The 2014 season marked the first time Earnhardt posted multiple wins in a season since 2004, and Letarte closed out his career as Earnhardt's crew chief with an eighth-place finish in points. The two finished in the top 10 in series standings three times in their four years together.

====No. 7 crew chief====
Letarte briefly returned to the pit box for the 2021 Dixie Vodka 400 at Homestead–Miami Speedway in February 2021, when he took over as interim crew chief for Corey LaJoie's No. 7 Spire Motorsports Chevrolet while regular crew chief Ryan Sparks was held out due to COVID-19 protocols. Letarte had been working for as a consultant for Spire since December 2020.

===Broadcasting career===
On January 9, 2014, it was announced that Letarte would be leaving Hendrick Motorsports after the 2014 season to become an analyst for NBC Sports. His first race was the 2015 Coke Zero 400, incidentally won by Dale Earnhardt Jr. After five years with the crew, Letarte said he has seen himself progress as a broadcaster.

Letarte had to miss the 2022 NASCAR Cup Series Championship Race at Phoenix Raceway due to having an emergency appendectomy.

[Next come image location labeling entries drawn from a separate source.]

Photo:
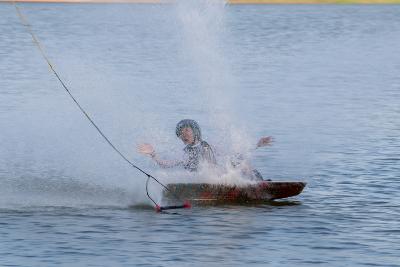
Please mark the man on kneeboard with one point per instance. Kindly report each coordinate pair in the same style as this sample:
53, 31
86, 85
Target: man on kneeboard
198, 151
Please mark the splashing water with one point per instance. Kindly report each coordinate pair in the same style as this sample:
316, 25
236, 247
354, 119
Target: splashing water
51, 155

On November 18, 2024, it was announced that Letarte would join Prime Video and TNT's coverage as a color commentator in the next TV contract (from 2025 to 2031) while continuing to work for NBC. This reunited him with Dale Earnhardt Jr. after they worked together in the booth at NBC and as driver and crew chief at Hendrick Motorsports.

==Personal life==
Letarte and wife Tricia have two children and live in Cornelius, North Carolina. He is the proprietor of RacingJobs.com, a website that helps applicants find employment in motorsports.